Have you looked at the various tool companies like Lee Valley, Rockler, Woodcraft, et cetera? They have various handles and knobs to make jigs with that could fit.

http://www.rockler.com/product.cfm?page=1571&site=ROCKLER


----------



## TellicoTurning (Mar 3, 2013)

robersonjr said:


> Duane, what size thread is that, I have what looks an identical part but it depends on the bolt and thread size. Robbie 775-217-0721



Those slip handles on those bolts are made of some type of soft cast metal... what I've called "Pot metal"... the threads wear down pretty quickly.... had it happen on my banjo for my Jet 1442.... I got a 1/4 x 20 bolt (same thread as original) and turned a handle from hickory, drilled a hole half way through the handled just the size of the bolt head, then epoxied it in place... you may have to grind down the end of the bolt so it stops where you want it to, but works great.


----------



## TellicoTurning (Mar 3, 2013)

DHappold said:


> Not sure about thread size will have to go to local Ace and have them tell me



Take the old bolt with you... they'll have a board with various thread testers somewhere in the store...


----------



## TellicoTurning (Mar 3, 2013)

Curly said:


> Have you looked at the various tool companies like Lee Valley, Rockler, Woodcraft, et cetera? They have various handles and knobs to make jigs with that could fit.
> 
> http://www.rockler.com/product.cfm?page=1571&site=ROCKLER




Wood craft had the handle for my lathe, but were out of stock the day I went in... plus they wanted over $20 for the bolt... my home made works just fine for a little over a $1, plus I already had the hickory and epoxy.


----------



## Janster (Mar 5, 2013)

...if you have a pitch gauge you can at least find the TPI. Guess it would be easier to go to Home Depot or Ace? If it is a commom SAE thread I can make a handle for you! No charge, just material and shipping........Jan


----------



## DHappold (Mar 6, 2013)

I went to ACE on the way home and found out it is a M8 w/1.25 pitch and the thread is 3/4" long


----------



## Ed McDonnell (Mar 6, 2013)

You could find something at McMaster.  They have a lot of different styles.  Here's a page of one type of metric lever handles.  There are other types.

McMaster-Carr

Perosnally, I would make my own from some threaded rod, but if you prefer to buy you can find something that should work.

Ed


----------



## Delta Don (Oct 3, 2018)

I found this thread in a web search. I have an old Delta Model TS200 table saw with the part #899960 handle assembly, that in this instance is a blade tilting lock handle, and that had the splines stripped inside of the handle as I found out after removing the spring loaded screw, holding it in place. Chuck (TellicoTurning) gave me an idea, so I removed the spline nut with a pair of locking pliers, revealing a standard threaded bolt sticking out from the front of the saw case with a washer still on it.

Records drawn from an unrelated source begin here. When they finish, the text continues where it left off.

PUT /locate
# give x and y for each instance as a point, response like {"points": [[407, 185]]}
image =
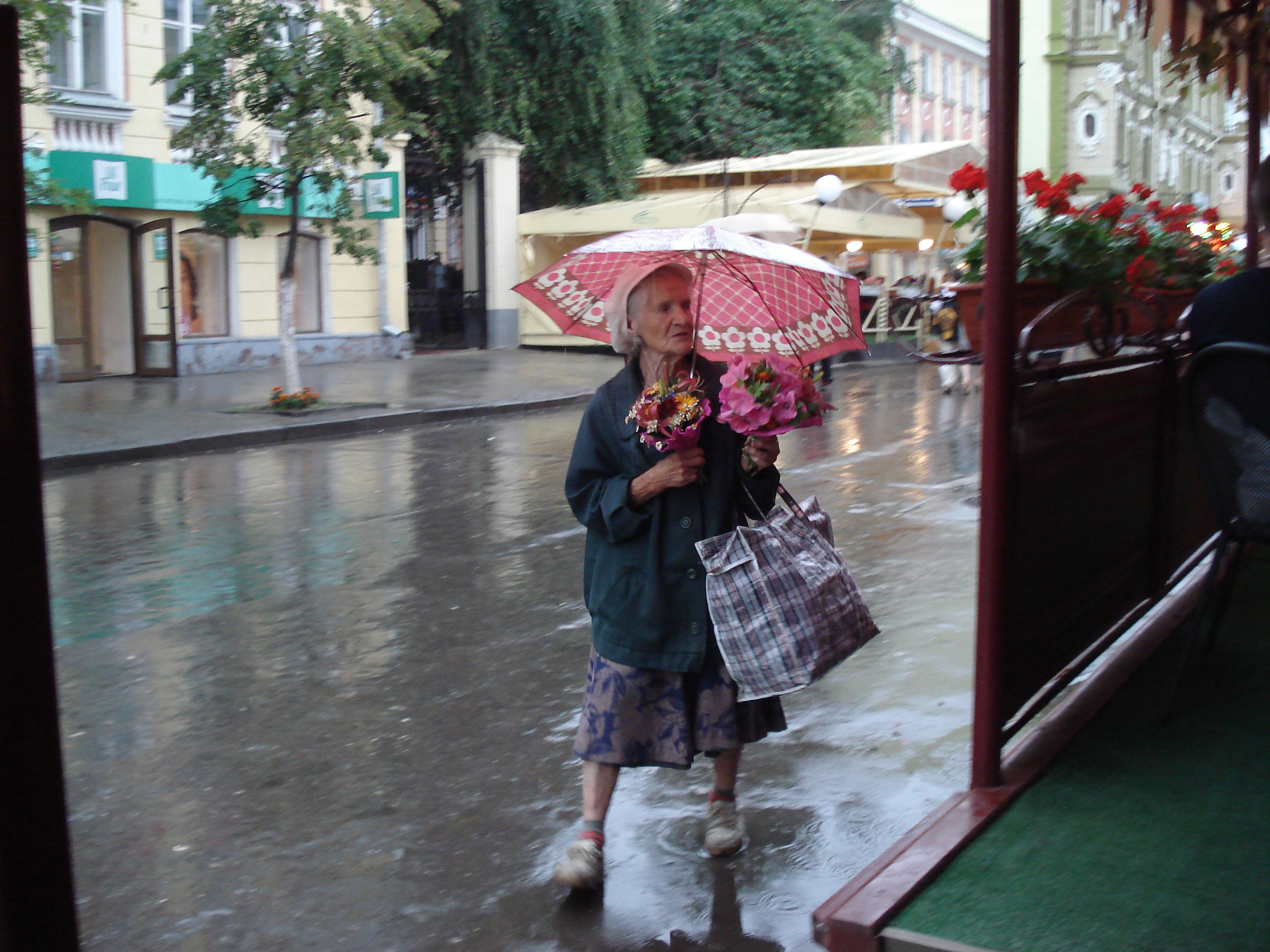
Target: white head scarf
{"points": [[615, 305]]}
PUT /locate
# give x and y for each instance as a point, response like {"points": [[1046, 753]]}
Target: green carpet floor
{"points": [[1143, 837]]}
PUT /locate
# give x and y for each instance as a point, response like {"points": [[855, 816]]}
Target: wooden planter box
{"points": [[1067, 327]]}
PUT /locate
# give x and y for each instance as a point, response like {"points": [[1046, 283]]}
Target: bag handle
{"points": [[787, 497]]}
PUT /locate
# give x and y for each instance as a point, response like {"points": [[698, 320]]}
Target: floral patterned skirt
{"points": [[639, 718]]}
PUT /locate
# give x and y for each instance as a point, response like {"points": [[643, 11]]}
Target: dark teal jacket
{"points": [[643, 581]]}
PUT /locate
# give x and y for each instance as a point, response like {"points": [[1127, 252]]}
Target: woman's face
{"points": [[662, 316]]}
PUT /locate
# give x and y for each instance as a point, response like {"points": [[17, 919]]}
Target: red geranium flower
{"points": [[1034, 182], [1138, 271], [1053, 197], [968, 178]]}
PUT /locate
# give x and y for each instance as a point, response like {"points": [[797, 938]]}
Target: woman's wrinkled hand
{"points": [[679, 469], [760, 452]]}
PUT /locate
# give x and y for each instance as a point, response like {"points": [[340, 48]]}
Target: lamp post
{"points": [[827, 188]]}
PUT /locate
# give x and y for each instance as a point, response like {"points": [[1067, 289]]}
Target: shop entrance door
{"points": [[112, 298], [153, 300]]}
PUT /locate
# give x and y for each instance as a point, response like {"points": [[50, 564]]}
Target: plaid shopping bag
{"points": [[783, 602]]}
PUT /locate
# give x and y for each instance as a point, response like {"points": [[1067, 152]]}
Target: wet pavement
{"points": [[321, 696], [114, 419]]}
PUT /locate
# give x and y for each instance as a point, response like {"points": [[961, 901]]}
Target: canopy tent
{"points": [[912, 170]]}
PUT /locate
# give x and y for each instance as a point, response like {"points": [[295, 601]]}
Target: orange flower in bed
{"points": [[668, 416]]}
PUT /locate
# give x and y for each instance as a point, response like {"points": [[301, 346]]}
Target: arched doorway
{"points": [[112, 296]]}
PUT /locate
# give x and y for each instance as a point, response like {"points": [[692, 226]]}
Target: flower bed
{"points": [[1123, 247]]}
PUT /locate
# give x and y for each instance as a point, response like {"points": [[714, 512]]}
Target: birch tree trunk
{"points": [[287, 296], [287, 332]]}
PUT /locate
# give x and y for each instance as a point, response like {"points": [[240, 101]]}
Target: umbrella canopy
{"points": [[754, 298], [765, 225]]}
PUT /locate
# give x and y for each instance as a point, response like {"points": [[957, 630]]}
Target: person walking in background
{"points": [[949, 335], [657, 690]]}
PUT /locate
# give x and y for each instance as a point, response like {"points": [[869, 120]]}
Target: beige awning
{"points": [[917, 169], [859, 215]]}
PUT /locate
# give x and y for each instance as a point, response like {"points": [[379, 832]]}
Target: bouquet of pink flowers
{"points": [[668, 416], [770, 397]]}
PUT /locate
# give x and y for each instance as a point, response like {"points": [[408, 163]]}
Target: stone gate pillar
{"points": [[492, 200]]}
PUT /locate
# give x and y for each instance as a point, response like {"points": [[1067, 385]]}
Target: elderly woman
{"points": [[657, 690]]}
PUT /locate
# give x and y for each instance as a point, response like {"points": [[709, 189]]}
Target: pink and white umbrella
{"points": [[755, 298]]}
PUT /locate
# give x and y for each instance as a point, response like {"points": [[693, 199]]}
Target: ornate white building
{"points": [[1117, 117], [1096, 101]]}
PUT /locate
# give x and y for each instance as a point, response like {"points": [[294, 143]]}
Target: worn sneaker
{"points": [[582, 867], [726, 833]]}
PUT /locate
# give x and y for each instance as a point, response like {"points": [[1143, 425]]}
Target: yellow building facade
{"points": [[138, 287]]}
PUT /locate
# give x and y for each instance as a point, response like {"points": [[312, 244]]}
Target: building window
{"points": [[308, 281], [80, 59], [182, 22], [205, 285]]}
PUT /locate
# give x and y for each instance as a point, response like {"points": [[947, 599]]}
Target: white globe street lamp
{"points": [[827, 189]]}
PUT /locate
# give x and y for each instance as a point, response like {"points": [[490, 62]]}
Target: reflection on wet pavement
{"points": [[321, 696]]}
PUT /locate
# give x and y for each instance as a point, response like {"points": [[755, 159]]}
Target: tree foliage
{"points": [[41, 22], [564, 78], [315, 84], [285, 94], [756, 77]]}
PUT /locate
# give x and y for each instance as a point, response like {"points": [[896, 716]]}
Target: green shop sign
{"points": [[119, 181], [133, 182]]}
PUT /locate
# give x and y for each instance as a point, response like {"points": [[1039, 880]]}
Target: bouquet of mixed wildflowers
{"points": [[668, 414], [770, 397]]}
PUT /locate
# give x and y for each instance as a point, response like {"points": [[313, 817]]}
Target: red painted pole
{"points": [[37, 903], [999, 386], [1255, 107]]}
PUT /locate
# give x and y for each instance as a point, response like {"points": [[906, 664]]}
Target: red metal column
{"points": [[37, 903], [1255, 106], [999, 384]]}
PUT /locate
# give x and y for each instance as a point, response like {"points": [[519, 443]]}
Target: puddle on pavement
{"points": [[322, 696]]}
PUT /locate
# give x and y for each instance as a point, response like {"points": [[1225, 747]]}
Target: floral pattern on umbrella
{"points": [[756, 298]]}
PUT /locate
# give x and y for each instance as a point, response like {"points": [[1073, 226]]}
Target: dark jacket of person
{"points": [[643, 581], [1238, 309]]}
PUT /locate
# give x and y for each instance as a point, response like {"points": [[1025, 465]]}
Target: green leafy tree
{"points": [[41, 23], [747, 78], [566, 78], [319, 83]]}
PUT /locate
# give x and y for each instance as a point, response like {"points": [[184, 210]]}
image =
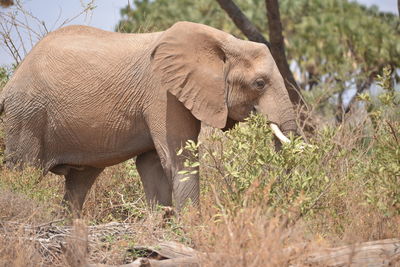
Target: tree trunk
{"points": [[242, 22], [253, 34], [278, 49]]}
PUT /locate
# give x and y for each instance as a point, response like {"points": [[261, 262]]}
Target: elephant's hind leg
{"points": [[156, 185], [77, 184]]}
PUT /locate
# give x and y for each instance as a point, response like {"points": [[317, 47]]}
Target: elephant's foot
{"points": [[77, 184]]}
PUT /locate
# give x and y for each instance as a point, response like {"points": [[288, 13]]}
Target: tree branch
{"points": [[278, 49], [242, 22]]}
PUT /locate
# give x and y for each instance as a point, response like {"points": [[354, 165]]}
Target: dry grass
{"points": [[249, 232]]}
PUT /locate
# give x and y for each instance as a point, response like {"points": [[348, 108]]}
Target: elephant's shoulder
{"points": [[80, 30]]}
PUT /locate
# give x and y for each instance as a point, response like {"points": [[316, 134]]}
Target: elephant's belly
{"points": [[106, 152]]}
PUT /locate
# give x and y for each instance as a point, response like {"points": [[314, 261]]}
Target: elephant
{"points": [[84, 99]]}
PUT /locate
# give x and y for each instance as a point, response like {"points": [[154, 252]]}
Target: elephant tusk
{"points": [[275, 129]]}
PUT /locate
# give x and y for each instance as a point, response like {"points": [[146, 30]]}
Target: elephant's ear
{"points": [[190, 63]]}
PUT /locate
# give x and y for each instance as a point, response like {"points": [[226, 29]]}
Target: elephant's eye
{"points": [[259, 83]]}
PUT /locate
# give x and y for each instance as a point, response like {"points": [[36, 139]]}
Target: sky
{"points": [[105, 15]]}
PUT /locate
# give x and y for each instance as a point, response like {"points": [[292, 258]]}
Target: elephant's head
{"points": [[217, 76]]}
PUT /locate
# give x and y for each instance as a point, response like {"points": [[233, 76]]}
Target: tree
{"points": [[275, 34], [332, 45]]}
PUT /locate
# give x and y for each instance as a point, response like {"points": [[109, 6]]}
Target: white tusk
{"points": [[275, 129]]}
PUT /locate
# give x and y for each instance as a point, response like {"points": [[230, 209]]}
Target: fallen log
{"points": [[171, 254]]}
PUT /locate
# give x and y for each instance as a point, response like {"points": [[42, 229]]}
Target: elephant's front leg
{"points": [[156, 184], [171, 127], [184, 180]]}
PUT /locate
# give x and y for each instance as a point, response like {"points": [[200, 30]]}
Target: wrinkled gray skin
{"points": [[84, 99]]}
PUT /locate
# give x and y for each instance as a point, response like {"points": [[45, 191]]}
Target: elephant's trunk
{"points": [[278, 133]]}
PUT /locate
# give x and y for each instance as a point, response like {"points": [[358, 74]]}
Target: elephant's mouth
{"points": [[278, 133]]}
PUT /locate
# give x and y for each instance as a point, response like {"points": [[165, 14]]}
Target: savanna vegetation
{"points": [[337, 184]]}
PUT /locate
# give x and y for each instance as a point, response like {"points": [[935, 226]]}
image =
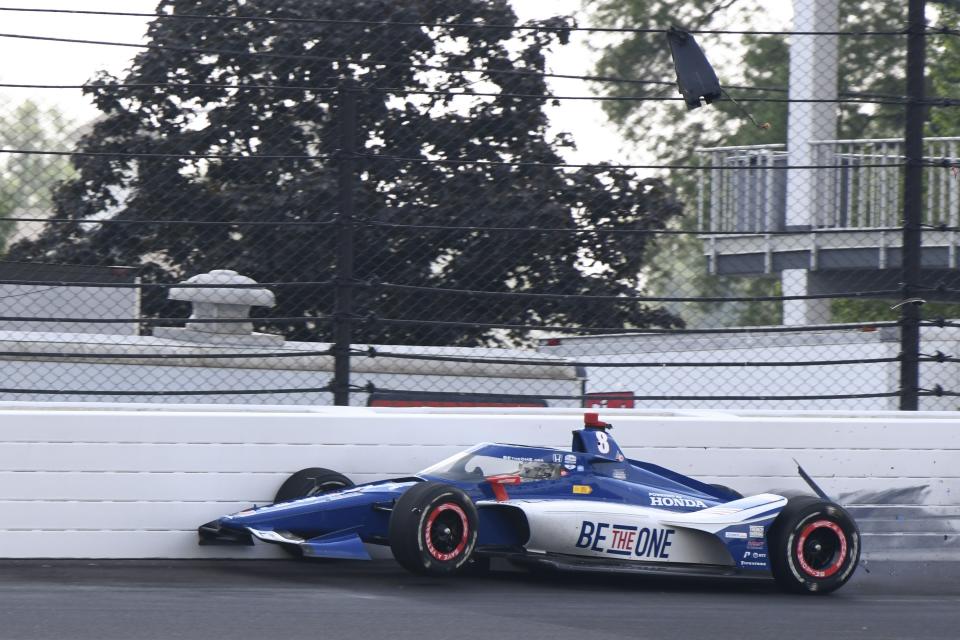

I found it to be a ¼”-20 thread size. I initially used a standard hex nut, tightened with a wrench, then decided that a winged nut might work as well. I couldn’t find my bag of spare winged nuts, so I went to my nearest box store (Lowes) to obtain one. I happened to find in my search, a Hillman clamping knob w/ ¼”-20 female insert (Item # 423502 Model # 884510). I’ve since also found a Hillman bar knob (Item # 139701,  Model # 881354) that may work for some people as well. Upon returning home, a quick search found my bag of spare wing nuts. Both worked fine but with my older hands not as strong as they once were, I decided on the clamping knob. So, Duane (DHappold), I hope you found something that worked for you back in 2013, but hopefully this will help someone else in a future search.


----------



## StanBrown (Oct 4, 2018)

You might try Renovo Parts.  They have some discontinued parts for Delta Midi Lathes.
Click here: Renovo Parts Your Complete Source for Delta and Rockwell Parts


----------



## philipff (Oct 4, 2018)

What I need is Help in finding a replacement speed control knob and I have tried to look at online parts listings with no luck.  Apparently this part is also no longer made by Delta.  I broke off the knob when loading/unloading for a craft show this past Sat.  Any ideas appreciated!! TKs.  P.


----------



## Dieseldoc (Oct 4, 2018)

philipff said:


> What I need is Help in finding a replacement speed control knob and I have tried to look at online parts listings with no luck.  Apparently this part is also no longer made by Delta.  I broke off the knob when loading/unloading for a craft show this past Sat.  Any ideas appreciated!! TKs.  P.



Why not turn one out on the lathe.


----------